On July 29, 2013, the SEC accepted an Offer of Settlement (the "Offer") and entered a Cease and Desist Order (the "Order") against West Clark Community Schools in Indiana ("West Clark") for material misstatements in an official statement regarding continuing disclosure compliance. This is the first time the SEC has charged a municipal issuer with falsely claiming compliance with its annual disclosure obligations in a subsequent offering document. In a companion cease-and-desist order, the SEC charged West Clark's underwriter ("City Securities") and the head of its public finance and municipal bond department for failure to conduct adequate due diligence to detect West Clark's false statement in the course of the 2007 bond offering.

The facts of the West Clark Order are disturbingly simple. In 2005, West Clark issued bonds and entered into a contractual undertaking to annually disclose certain financial information and operating data and to disclose event notices pursuant to SEC Rule 15c2-12. In 2007, West Clark issued bonds again and affirmatively stated in its offering document that it had not failed, in the past five years, to comply with prior 15c2-12 undertakings. However, between 2005 and 2010, West Clark never submitted any of its contractually required disclosures. The Order found that the statement in the 2007 offering document and in the Certificate and Affidavit signed by West Clark (stating that the offering documents did not contain any untrue statements of material fact) were materially false.
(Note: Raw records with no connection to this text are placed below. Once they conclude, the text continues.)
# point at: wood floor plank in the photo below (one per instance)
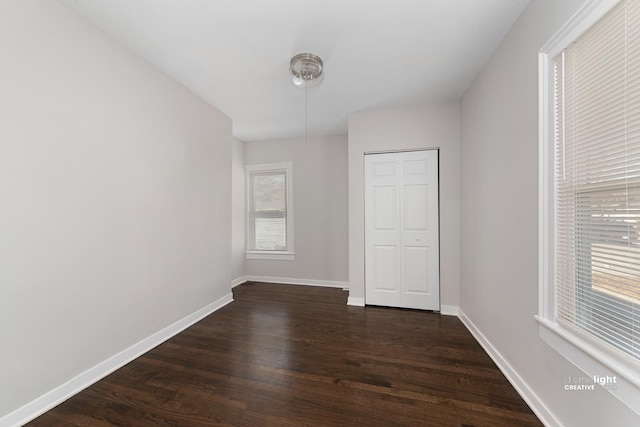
(285, 355)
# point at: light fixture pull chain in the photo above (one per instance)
(306, 107)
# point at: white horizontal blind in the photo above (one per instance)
(268, 211)
(597, 181)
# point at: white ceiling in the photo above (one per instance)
(377, 53)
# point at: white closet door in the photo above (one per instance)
(402, 266)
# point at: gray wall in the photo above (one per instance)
(238, 267)
(320, 208)
(499, 222)
(115, 184)
(425, 126)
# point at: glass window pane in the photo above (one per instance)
(269, 192)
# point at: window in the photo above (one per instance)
(270, 211)
(590, 201)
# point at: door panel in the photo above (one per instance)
(401, 230)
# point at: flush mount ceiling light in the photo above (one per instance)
(306, 70)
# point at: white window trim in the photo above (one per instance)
(289, 254)
(584, 354)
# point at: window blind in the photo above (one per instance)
(597, 182)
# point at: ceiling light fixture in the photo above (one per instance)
(307, 70)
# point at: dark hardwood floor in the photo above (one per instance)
(284, 355)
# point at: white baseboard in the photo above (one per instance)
(449, 310)
(63, 392)
(535, 403)
(239, 281)
(290, 281)
(358, 302)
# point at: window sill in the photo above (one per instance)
(271, 255)
(620, 379)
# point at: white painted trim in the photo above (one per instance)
(358, 302)
(287, 167)
(238, 281)
(271, 255)
(449, 310)
(533, 400)
(594, 360)
(75, 385)
(307, 282)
The Order finds that West Clark knew, or was reckless in not knowing, that the statements were false and as a result, violated the antifraud provisions found in Section 17(a)(2) of the Securities Act of 1933, Section 10(b) of the Securities Exchange Act of 1934 and Rule 10b-5 thereunder.
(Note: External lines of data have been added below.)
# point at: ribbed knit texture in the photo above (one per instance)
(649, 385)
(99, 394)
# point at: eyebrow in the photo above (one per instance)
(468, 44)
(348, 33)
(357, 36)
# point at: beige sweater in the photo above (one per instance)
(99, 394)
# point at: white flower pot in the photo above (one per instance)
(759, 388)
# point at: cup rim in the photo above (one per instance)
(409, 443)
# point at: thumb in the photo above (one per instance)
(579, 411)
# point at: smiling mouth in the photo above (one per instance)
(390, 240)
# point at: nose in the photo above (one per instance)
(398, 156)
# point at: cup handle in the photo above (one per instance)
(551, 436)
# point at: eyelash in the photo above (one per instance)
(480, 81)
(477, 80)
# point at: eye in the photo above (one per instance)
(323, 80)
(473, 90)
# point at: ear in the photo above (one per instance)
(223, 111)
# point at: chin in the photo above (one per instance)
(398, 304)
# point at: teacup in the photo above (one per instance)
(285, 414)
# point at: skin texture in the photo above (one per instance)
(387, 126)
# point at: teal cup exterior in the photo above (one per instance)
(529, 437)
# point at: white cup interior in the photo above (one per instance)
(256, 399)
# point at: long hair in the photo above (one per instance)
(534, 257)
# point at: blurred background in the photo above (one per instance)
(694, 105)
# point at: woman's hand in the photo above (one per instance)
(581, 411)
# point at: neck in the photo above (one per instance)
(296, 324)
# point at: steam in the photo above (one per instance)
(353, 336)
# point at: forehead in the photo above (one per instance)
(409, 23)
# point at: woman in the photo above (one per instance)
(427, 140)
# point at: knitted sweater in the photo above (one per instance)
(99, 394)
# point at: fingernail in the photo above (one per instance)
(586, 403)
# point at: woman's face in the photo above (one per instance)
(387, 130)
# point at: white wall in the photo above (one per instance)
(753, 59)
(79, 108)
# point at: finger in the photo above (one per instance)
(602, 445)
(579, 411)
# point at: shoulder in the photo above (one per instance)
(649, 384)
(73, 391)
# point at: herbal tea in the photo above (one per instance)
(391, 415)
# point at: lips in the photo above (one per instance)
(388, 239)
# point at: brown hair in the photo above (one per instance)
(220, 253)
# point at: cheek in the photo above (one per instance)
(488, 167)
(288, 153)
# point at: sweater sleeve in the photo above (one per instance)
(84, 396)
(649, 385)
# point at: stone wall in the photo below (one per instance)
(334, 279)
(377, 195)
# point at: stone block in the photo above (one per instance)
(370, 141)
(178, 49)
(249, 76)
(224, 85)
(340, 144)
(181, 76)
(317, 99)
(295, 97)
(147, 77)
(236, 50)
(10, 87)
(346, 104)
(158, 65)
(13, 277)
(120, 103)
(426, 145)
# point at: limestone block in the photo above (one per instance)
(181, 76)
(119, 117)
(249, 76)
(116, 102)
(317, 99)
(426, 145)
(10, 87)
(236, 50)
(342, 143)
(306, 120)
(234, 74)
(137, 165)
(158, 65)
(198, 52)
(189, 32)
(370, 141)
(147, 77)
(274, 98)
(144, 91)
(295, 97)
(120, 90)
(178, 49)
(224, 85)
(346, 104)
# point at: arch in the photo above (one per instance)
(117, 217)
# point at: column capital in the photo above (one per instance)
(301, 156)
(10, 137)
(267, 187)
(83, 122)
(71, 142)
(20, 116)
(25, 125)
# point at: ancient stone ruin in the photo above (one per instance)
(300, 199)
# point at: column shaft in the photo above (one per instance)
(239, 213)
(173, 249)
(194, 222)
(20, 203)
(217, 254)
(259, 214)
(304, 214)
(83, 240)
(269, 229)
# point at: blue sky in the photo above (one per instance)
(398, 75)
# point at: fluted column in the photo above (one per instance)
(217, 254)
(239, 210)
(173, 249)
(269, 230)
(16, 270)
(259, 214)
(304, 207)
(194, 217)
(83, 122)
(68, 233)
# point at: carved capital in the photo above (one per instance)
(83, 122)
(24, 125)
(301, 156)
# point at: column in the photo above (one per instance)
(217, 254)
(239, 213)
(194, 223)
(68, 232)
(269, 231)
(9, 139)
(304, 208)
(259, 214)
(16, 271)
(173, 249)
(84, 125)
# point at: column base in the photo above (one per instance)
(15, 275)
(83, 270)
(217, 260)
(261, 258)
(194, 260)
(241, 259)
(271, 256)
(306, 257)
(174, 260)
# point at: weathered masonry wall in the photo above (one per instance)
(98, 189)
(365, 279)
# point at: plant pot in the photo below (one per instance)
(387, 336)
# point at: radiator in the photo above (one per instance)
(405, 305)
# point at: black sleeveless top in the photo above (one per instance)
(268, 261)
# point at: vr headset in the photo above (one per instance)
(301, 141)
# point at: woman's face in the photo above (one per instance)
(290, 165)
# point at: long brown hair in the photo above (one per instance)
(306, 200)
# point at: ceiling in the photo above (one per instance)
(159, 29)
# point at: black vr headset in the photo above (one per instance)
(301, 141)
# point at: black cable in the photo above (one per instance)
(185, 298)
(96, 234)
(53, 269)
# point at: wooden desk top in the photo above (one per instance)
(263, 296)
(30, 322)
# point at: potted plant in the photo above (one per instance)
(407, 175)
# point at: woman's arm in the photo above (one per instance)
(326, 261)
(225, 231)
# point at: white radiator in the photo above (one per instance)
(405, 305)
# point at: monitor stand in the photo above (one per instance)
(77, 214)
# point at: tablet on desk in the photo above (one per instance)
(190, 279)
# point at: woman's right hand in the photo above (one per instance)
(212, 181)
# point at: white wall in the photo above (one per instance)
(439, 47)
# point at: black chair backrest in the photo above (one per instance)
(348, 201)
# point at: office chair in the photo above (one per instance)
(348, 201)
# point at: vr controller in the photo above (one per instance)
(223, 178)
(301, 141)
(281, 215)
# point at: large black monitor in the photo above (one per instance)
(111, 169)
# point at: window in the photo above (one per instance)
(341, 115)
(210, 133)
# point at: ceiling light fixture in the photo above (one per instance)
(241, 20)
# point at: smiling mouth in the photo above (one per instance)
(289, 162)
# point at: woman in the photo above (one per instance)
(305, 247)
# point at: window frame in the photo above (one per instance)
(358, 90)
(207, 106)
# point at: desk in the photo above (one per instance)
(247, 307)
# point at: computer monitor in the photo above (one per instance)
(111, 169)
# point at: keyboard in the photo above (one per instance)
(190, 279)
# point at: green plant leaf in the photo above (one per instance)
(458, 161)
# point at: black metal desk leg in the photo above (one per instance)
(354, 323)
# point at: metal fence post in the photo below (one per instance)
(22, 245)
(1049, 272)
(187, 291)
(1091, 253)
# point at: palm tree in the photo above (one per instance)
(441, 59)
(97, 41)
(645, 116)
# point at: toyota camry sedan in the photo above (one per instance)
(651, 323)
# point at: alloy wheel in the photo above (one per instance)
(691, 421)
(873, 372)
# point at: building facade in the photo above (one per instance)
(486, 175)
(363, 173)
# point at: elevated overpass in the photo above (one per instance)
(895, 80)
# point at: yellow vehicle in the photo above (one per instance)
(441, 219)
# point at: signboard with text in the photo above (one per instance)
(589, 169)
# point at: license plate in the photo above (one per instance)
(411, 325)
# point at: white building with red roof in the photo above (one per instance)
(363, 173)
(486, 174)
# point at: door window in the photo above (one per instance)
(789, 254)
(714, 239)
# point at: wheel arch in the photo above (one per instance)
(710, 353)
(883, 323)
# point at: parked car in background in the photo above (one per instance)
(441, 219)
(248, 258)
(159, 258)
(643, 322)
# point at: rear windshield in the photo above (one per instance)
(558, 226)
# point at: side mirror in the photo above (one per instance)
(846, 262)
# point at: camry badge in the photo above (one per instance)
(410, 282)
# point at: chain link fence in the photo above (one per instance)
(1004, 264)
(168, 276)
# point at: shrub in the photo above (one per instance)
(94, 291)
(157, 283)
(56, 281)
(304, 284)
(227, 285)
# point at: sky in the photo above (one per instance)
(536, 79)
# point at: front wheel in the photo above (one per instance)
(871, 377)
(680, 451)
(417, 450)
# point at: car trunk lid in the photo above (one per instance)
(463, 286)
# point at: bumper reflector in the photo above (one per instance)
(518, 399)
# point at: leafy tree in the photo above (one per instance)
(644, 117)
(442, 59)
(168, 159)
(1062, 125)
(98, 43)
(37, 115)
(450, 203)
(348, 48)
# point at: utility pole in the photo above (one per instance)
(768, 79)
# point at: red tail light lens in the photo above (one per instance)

In determining to accept the Offer, the SEC considered several undertakings made by West Clark. With the assistance of counsel, West Clark agreed that it would, within 180 days of entry of the Order: (i) ensure that all contractually required disclosure submissions are current and accurate; (ii) adopt and ratify enhanced, written disclosure policies and procedures meeting parameters specified in the Order and thereafter publish them on EMMA; (iii) implement annual training for personnel involved in the bond offering and disclosure process; and (iv) establish policies and procedures to ensure that in the future the district submits all documents, reports and notices to EMMA as required.
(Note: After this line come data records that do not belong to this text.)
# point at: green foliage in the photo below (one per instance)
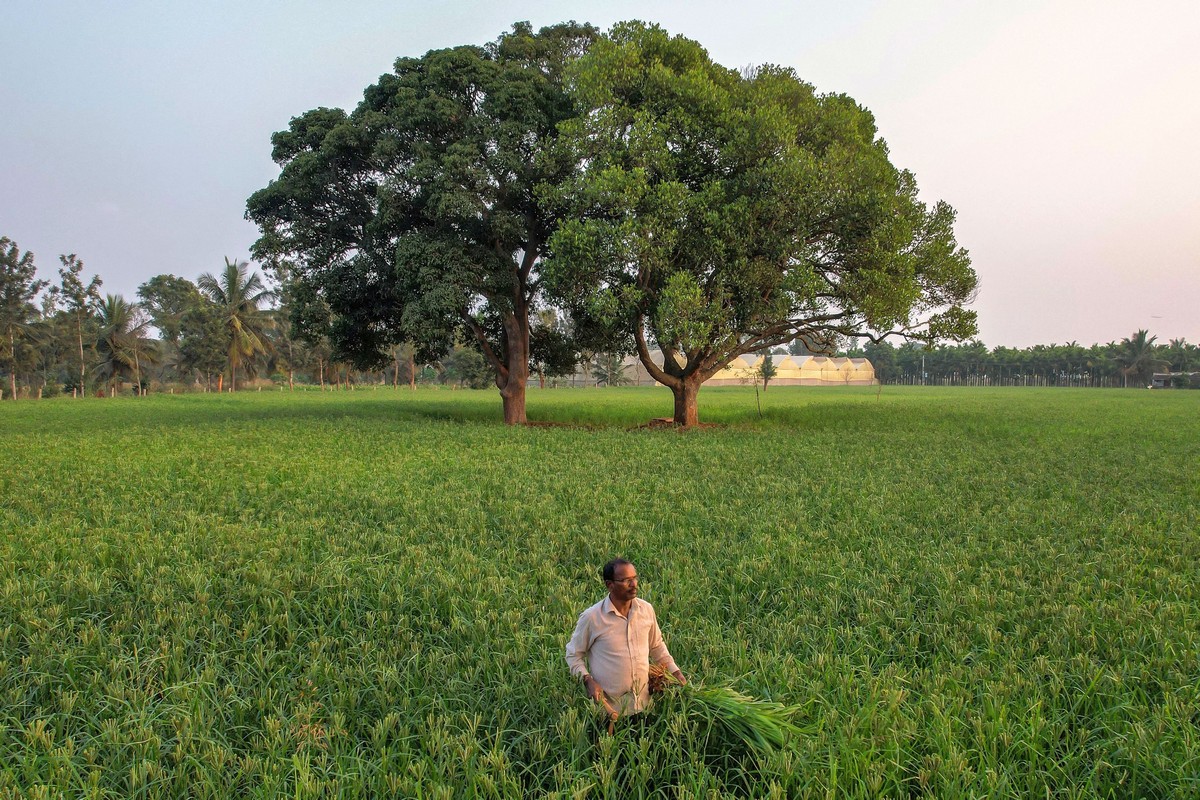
(720, 214)
(1139, 358)
(168, 299)
(123, 347)
(18, 289)
(609, 370)
(967, 594)
(414, 217)
(237, 296)
(466, 367)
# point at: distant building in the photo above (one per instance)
(1175, 380)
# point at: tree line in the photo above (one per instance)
(1132, 361)
(220, 332)
(624, 180)
(551, 193)
(499, 210)
(229, 328)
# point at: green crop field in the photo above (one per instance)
(366, 594)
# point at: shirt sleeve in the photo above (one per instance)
(579, 645)
(659, 653)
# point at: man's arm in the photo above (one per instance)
(660, 655)
(576, 659)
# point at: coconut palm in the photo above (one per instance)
(1139, 358)
(238, 298)
(123, 346)
(1182, 354)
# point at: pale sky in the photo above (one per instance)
(1063, 132)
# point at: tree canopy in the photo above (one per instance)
(718, 212)
(415, 216)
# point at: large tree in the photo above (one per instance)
(415, 216)
(1139, 359)
(18, 289)
(718, 214)
(238, 295)
(81, 301)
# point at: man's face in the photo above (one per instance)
(623, 585)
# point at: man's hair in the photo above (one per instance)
(610, 569)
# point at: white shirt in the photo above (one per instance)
(616, 650)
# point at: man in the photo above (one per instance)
(615, 642)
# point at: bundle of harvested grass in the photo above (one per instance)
(760, 725)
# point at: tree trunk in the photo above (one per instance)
(514, 404)
(82, 364)
(513, 391)
(685, 401)
(12, 371)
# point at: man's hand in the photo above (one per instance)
(593, 689)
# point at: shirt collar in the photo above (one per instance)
(606, 606)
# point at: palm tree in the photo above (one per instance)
(1138, 358)
(1181, 354)
(123, 346)
(238, 298)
The West Clark Order is a continuation of the SEC's efforts to improve compliance with the continuing disclosure requirements of Rule 15c2-12. The Order highlights the SEC's view that statements made in offering documents about Rule 15c2-12 compliance are per se material. Market participants may disagree that such a statement is material, but without a "material" misstatement, it is unlikely the SEC could wield its enforcement power against the municipal issuer. The entry of the Order will give the SEC the opportunity to pursue future actions to enforce Rule 15c2-12 against parties who are not regulated broker-dealers.

DISCLAIMER: Because of the generality of this update, the information provided herein may not be applicable in all situations and should not be acted upon without specific legal advice based on particular situations.